Silvana Bizarri é professora de espanhol do Sesc: “muito precisa mudar na Venezuela”

A professora Silvana Bizarri diz que se sente abençoada por estar em Campos. Atualmente, ela ensina espanhol no Sesc. “Ter trabalho e casa onde morar me deixa contente, mas a gente se preocupa muito com a família e os amigos que estão lá. Minhas filhas foram para a Espanha, e eu e meu filho estamos no Brasil. Fizemos muitas amizades aqui. Isto nos comove e vamos esperar por um milagre. Muitas coisas precisam mudar na Venezuela”, comenta.

Juan Gorrin vive em Campos desde 2014 (Foto:Arquivo)

Morando em Campos desde 2014, Juan Gorrin, filho de Silvana Bizarri,  se divide entre aulas de canto e apresentações musicais. “Desde o primeiro momento me senti em casa. Depois de cinco anos, literalmente, me sinto em casa. Às vezes, bate uma saudade do meu país, mas a maioria da minha família e amigos está fora da Venezuela, as famílias venezuelanas foram divididas. É importante não perder a conexão com as nossas raízes.

Solidariedade cristã

Desde 2017, a Igreja Jesus Cristo dos Santos Últimos Dias tem ajudado os venezuelanos.

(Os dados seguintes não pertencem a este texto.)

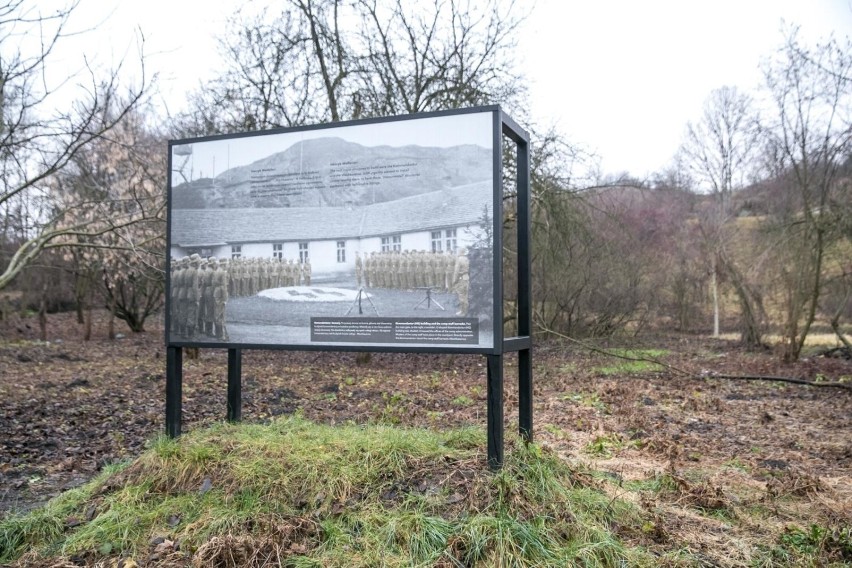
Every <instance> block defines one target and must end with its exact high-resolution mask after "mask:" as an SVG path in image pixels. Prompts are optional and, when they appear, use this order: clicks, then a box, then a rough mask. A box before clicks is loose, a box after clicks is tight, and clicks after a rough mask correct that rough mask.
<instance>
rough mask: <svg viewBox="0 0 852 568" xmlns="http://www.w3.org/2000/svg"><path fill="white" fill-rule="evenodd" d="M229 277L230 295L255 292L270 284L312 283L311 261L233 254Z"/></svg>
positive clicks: (228, 275)
mask: <svg viewBox="0 0 852 568" xmlns="http://www.w3.org/2000/svg"><path fill="white" fill-rule="evenodd" d="M228 278H229V280H228V289H229V292H230V294H231V296H254V295H255V294H257V293H258V292H260V291H261V290H266V289H268V288H283V287H285V286H310V285H311V263H310V262H309V261H308V260H305V262H299V261H294V260H293V259H290V260H287V259H283V258H233V259H231V267H230V269H229V270H228Z"/></svg>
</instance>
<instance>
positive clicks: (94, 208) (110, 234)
mask: <svg viewBox="0 0 852 568" xmlns="http://www.w3.org/2000/svg"><path fill="white" fill-rule="evenodd" d="M144 114H145V112H144V109H139V110H135V111H133V112H130V113H128V114H126V115H125V116H124V117H123V118H122V120H121V121H120V122H119V123H118V124H117V125H116V126H115V127H113V128H112V130H111V131H110V133H109V135H107V136H103V137H101V138H99V139H98V140H96V141H93V142H92V143H91V144H89V145H88V146H87V147H86V148H84V149H83V150H82V151H80V152H79V153H78V154H77V155H76V156H75V158H74V160H73V162H72V163H71V164H69V166H68V167H66V168H65V170H64V171H63V172H62V173H61V174H60V175H58V176H55V177H54V178H52V182H53V184H54V186H53V187H54V192H55V197H54V200H55V201H56V202H58V203H61V204H63V205H60V209H61V210H62V211H63V212H64V214H63V217H62V221H61V222H60V224H59V225H58V227H59V228H62V227H64V226H72V227H74V226H80V225H85V226H87V227H89V228H91V229H92V233H97V234H85V235H80V234H76V235H74V237H73V241H70V242H69V245H68V246H69V251H68V255H69V256H70V257H73V258H74V259H75V261H76V263H77V270H78V272H79V274H80V276H81V278H82V279H85V280H86V281H88V283H89V284H90V285H91V284H98V283H99V284H100V291H101V292H102V296H103V298H104V299H105V303H106V306H107V307H108V309H110V310H111V312H112V313H113V314H114V315H115V316H116V317H118V318H119V319H121V320H124V321H125V322H126V323H127V325H128V327H129V328H130V329H131V331H143V330H144V324H145V320H146V319H147V317H148V316H150V315H151V314H152V313H154V312H155V311H156V310H158V309H159V308H160V307H161V306H162V304H163V288H164V278H163V269H162V266H163V262H164V258H165V232H166V222H165V207H166V199H165V192H164V191H163V187H164V185H165V179H166V173H165V172H166V159H165V152H164V150H165V140H164V137H163V136H159V135H157V134H156V131H155V130H154V129H153V128H151V127H150V126H149V125H147V124H145V122H144V118H143V117H144ZM66 204H67V205H66ZM81 204H86V205H87V206H85V207H81V206H80V205H81ZM115 218H118V219H124V220H126V221H128V222H125V223H122V224H120V225H116V224H115V223H113V222H111V221H110V219H115ZM107 229H109V230H107ZM92 281H94V282H92ZM84 288H85V287H84Z"/></svg>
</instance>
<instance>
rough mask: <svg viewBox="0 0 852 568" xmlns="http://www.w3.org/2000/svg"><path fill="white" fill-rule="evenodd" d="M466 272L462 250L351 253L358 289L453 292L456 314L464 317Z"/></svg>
mask: <svg viewBox="0 0 852 568" xmlns="http://www.w3.org/2000/svg"><path fill="white" fill-rule="evenodd" d="M469 273H470V263H469V261H468V258H467V250H466V249H464V248H461V249H459V250H458V252H457V253H456V254H453V253H451V252H427V251H425V250H420V251H416V250H405V251H391V252H371V253H369V254H365V255H364V257H363V258H361V255H360V254H359V253H357V252H356V253H355V280H356V281H357V283H358V287H361V286H364V287H367V288H395V289H400V290H412V289H415V288H431V289H433V290H437V291H439V292H455V293H456V294H458V296H459V314H460V315H467V309H468V292H469V290H470V275H469Z"/></svg>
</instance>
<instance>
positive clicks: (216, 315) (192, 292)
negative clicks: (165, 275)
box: [169, 254, 229, 341]
mask: <svg viewBox="0 0 852 568" xmlns="http://www.w3.org/2000/svg"><path fill="white" fill-rule="evenodd" d="M170 269H171V275H170V277H171V287H170V290H169V291H170V300H171V302H172V306H174V307H173V308H172V311H171V314H170V317H171V319H170V322H169V324H170V329H171V332H172V333H175V334H177V335H183V336H185V337H193V336H195V335H196V334H197V333H200V334H203V335H207V336H210V337H215V338H217V339H221V340H223V341H227V340H228V332H227V329H226V327H225V304H226V303H227V301H228V288H229V282H228V280H229V278H228V276H229V275H228V259H227V258H223V259H221V260H218V259H217V258H216V257H210V258H201V257H200V256H199V255H197V254H193V255H191V256H188V257H183V258H180V259H173V260H172V262H171V267H170Z"/></svg>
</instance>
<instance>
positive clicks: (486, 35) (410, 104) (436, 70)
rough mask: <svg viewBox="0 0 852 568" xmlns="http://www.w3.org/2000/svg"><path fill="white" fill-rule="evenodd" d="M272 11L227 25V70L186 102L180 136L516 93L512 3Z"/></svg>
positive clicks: (321, 1)
mask: <svg viewBox="0 0 852 568" xmlns="http://www.w3.org/2000/svg"><path fill="white" fill-rule="evenodd" d="M279 6H281V8H280V9H281V12H280V14H278V15H277V16H270V14H269V13H267V12H268V11H264V13H262V14H252V13H249V12H248V11H246V10H243V11H241V12H238V13H237V14H235V17H234V22H235V23H234V28H233V30H232V31H231V32H230V33H229V34H228V36H227V37H226V38H225V39H224V40H223V42H222V52H223V55H224V58H225V65H226V68H225V70H224V71H223V73H222V74H221V75H220V76H219V77H218V78H216V79H215V80H213V81H212V82H211V83H210V84H208V85H205V86H204V88H203V89H201V90H199V91H198V92H196V93H195V94H194V95H193V104H192V105H191V110H190V111H189V112H188V113H186V114H185V115H183V116H181V117H180V118H179V120H178V134H183V135H194V134H209V133H216V132H230V131H237V130H256V129H265V128H271V127H278V126H296V125H300V124H306V123H320V122H329V121H332V122H333V121H339V120H345V119H355V118H366V117H371V116H386V115H389V114H399V113H414V112H422V111H430V110H440V109H448V108H458V107H461V106H470V105H476V104H486V103H493V102H503V103H507V102H511V101H512V100H513V99H514V98H515V97H516V96H517V95H519V94H520V93H521V92H522V90H523V89H522V82H521V80H520V76H519V75H518V74H517V73H516V72H515V69H514V65H513V63H512V61H511V55H510V54H511V53H512V48H513V47H514V41H515V40H514V37H515V33H514V32H515V31H516V30H517V27H518V25H519V23H520V18H519V17H518V16H517V15H516V14H518V9H517V7H516V6H515V5H514V2H513V0H483V1H481V2H473V1H471V0H462V1H457V0H453V1H445V0H433V1H432V2H426V3H408V2H403V1H402V0H387V1H383V2H380V1H378V0H356V1H354V2H344V1H343V0H286V1H285V2H283V3H282V4H279ZM474 8H475V9H474ZM270 10H271V9H270Z"/></svg>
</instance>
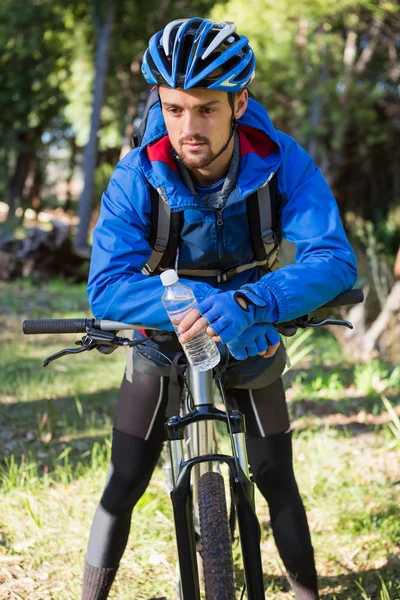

De acordo com o bispo Walter das Neves, até o momento 65 venezuelanos vieram viver em Campos e em Itaperuna por intermédio da comunidade religiosa que promove o programa de interiorização através das igrejas espalhadas nos estado do Sul e Sudeste onde há mais oportunidade de emprego.

“A igreja auxilia com roupas, alimentos e moradia por um período inicial até a família estar trabalhando e se tornar autossuficiente. Esse é um programa mundial chamado Mãos que Ajudam para socorrer refugiados em várias partes do mundo. Até o momento mais de seis mil refugiados venezuelanos foram acolhidos no Brasil”,  explica Walter.

Futuro da Venezuela

Para Henry, Rosa, Ronald, Maireth, Silvana e Juan, todos desejam  que a situação na Venezuela melhore. Segundo eles, os danos morais estão entre as consequências da crise no país.

“A Venezuela é um dos países mais ricos do mundo por conta das reservas de petróleo. É uma contradição a miséria que se espalhou pelo país. Esperamos que encontremos a melhor solução para todos”, pensa Maireth Mendoza.

Voltar para a Venezuela, no momento, é um sonho distante com as condições atuais pelas quais  o país atravessa.

“Não sei se algum dia eu voltaria na Venezuela, mas se isso acontecesse seria para continuar construindo e aportando a minha profissão e a minha arte. Procuro fazer o meu melhor aqui no Brasil e em Campos, com minhas apresentações e as aulas de canto”, conclui Juan Gorrin.